Released in June 1967, Rolling Stone called Sgt. Pepper "the most important rock & roll album ever made ... by the greatest rock & roll group of all time." The album includes songs such as "With a Little Help from My Friends", "Lucy in the Sky with Diamonds", and "A Day in the Life". It spent a total of 27 weeks at the top of the UK album chart and 15 weeks at #1 on the U.S. Billboard 200. In 2005, the album was placed at number one on Rolling Stone magazine's list of "The 500 Greatest Albums of All Time".
Professor Gass is the author of the first for-credit course at any music school or conservatory on the history of rock and roll. His courses at IU include one on Music of the Beatles, which is described as an "in-depth, song-by-song look at the music, lives and times of this extraordinary group and songwriting partnership." Offered since 1982, the course "is aimed at heightening student listening skills as well as fostering a deeper appreciation for the Beatles' remarkable recordings." Gass also takes a group of students "on site" to London for another course on the Beatles.
Glenn Gass is also a classical composer whose work has been performed internationally. He is the recipient of grants in composition from the National Endowment for the Arts, Meet the Composer, and the Indiana Arts Commission. Gass is also a member of the education advisory board of the Rock & Roll Hall of Fame and Museum in Cleveland.
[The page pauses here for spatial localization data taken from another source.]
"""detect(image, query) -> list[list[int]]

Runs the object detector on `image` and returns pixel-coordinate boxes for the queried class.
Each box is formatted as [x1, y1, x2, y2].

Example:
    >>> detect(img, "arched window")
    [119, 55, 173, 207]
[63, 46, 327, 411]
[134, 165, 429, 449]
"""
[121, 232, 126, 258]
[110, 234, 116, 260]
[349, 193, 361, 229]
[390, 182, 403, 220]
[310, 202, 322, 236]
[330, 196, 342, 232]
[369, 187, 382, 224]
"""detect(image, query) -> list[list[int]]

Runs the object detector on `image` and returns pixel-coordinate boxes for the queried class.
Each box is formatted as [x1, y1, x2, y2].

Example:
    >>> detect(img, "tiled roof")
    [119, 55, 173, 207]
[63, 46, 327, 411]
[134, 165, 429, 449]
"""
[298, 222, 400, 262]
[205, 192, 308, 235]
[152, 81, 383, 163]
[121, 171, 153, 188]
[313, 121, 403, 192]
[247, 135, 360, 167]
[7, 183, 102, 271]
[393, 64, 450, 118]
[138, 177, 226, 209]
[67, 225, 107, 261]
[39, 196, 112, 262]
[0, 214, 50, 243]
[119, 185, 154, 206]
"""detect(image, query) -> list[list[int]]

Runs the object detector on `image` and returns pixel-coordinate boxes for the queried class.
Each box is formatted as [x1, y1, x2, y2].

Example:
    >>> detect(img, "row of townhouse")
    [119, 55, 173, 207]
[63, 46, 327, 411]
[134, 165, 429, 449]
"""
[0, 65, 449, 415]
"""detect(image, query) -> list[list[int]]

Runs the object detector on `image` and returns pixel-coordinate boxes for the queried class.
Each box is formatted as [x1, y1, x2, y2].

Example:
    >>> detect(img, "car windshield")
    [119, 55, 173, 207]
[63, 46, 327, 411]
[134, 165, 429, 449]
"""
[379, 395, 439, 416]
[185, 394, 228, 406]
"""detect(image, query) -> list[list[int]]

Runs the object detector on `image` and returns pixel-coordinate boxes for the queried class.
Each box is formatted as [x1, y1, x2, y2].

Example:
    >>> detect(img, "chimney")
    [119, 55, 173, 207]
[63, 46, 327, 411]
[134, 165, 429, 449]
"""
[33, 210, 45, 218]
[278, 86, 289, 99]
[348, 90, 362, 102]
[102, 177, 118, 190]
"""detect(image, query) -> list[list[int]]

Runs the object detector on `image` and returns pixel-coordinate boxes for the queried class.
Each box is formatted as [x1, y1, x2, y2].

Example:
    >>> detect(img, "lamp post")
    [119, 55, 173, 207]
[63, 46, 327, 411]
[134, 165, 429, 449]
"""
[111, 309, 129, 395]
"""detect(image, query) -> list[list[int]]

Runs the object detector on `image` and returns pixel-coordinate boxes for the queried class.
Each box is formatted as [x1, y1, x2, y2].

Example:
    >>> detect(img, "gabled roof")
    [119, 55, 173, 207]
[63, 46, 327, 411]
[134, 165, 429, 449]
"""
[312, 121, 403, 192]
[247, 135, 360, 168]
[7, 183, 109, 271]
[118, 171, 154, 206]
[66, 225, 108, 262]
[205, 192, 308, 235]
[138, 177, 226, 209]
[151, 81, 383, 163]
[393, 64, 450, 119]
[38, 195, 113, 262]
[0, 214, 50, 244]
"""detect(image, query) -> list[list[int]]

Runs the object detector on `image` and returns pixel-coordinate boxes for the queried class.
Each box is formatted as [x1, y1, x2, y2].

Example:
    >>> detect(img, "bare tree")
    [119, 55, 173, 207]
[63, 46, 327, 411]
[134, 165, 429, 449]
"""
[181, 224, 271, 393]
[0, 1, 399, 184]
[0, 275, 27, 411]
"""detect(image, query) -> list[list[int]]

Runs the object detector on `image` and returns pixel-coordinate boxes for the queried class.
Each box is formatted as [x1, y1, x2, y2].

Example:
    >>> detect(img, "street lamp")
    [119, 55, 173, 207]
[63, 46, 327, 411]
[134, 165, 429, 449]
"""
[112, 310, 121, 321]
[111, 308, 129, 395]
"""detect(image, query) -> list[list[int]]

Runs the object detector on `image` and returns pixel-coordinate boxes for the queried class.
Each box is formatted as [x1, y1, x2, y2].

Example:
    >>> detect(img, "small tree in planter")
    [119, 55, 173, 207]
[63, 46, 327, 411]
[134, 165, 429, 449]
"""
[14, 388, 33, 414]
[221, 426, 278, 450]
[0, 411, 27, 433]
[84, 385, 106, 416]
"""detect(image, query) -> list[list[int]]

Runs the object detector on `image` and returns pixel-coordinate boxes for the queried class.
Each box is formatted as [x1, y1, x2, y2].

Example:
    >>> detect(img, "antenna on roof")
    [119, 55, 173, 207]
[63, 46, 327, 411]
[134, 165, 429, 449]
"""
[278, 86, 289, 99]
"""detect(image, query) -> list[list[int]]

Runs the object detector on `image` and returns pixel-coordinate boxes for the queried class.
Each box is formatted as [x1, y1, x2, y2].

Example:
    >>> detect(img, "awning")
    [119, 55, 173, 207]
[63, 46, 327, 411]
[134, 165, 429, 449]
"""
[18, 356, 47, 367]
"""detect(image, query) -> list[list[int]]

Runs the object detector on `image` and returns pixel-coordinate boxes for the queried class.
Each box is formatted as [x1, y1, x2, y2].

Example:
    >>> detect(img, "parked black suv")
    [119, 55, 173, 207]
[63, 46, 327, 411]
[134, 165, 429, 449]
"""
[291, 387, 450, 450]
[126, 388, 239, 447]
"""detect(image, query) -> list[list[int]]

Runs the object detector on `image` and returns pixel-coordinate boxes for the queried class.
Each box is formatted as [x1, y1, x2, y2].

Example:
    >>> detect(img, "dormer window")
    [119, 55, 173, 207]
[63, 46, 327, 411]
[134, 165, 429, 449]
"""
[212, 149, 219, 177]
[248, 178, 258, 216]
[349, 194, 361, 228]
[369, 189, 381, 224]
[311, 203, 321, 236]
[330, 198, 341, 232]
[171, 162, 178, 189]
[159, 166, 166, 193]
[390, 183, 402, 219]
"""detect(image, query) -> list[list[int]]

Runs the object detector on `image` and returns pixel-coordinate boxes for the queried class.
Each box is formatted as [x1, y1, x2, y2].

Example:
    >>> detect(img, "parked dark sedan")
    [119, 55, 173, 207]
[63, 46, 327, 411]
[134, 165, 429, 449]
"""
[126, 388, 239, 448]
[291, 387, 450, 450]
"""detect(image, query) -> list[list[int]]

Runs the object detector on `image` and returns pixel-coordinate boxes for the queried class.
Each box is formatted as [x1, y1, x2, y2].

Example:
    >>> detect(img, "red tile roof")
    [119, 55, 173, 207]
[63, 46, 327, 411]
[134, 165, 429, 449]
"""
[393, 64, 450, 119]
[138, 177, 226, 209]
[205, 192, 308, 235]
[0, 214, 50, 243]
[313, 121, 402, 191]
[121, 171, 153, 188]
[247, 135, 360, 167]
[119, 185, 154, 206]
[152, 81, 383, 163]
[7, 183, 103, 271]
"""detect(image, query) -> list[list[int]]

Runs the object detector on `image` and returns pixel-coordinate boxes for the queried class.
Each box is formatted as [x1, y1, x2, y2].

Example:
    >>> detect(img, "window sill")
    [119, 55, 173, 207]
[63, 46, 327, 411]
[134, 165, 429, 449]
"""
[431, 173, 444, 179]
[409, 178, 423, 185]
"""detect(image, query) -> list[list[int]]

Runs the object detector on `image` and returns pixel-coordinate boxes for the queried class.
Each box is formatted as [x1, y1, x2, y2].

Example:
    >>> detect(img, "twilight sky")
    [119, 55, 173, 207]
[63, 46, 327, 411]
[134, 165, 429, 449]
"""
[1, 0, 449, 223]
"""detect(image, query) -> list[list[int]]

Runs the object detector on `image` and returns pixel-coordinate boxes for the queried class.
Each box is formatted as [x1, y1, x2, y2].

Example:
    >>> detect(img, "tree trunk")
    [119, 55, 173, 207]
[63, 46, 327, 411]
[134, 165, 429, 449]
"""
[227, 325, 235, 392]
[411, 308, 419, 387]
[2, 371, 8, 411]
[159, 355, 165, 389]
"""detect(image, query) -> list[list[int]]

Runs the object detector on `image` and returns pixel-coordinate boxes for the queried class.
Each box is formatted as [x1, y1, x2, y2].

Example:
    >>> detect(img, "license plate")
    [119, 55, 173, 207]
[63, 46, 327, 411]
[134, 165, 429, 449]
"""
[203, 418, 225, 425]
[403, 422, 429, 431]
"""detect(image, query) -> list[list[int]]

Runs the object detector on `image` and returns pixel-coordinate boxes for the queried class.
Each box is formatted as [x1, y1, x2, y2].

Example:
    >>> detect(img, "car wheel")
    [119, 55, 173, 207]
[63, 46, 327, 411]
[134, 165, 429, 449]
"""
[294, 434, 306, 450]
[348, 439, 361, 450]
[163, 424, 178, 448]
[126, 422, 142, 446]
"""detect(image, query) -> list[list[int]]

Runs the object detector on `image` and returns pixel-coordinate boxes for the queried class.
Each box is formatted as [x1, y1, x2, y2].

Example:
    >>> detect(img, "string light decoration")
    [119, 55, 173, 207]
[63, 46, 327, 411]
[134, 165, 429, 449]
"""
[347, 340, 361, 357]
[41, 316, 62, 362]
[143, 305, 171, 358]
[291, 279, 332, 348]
The professor authored the textbook, History of Rock Music: The Rock & Roll Era, and is the recipient of a number of honors, including: the Herman B. Wells Lifetime Achievement Award, the Indiana University Sylvia Bowman Distinguished Teaching Award, the IU Student Alumni Association Student Choice Award, and the Society of Professional Journalists Brown Derby Award. He was inducted into the Faculty Colloquium on Excellence in Teaching. (photo: Gass, legendary musician/producer/innovator Todd Rundgren, and Ken Owen '82, executive director of media relations at DePauw, in 2010)
Gass attended DePauw (he's the son of Clinton Gass, professor emeritus of mathematics) and earned a B.M. from the New England Conservatory of Music, and both and M.M. and D.Mus. in composition from Indiana.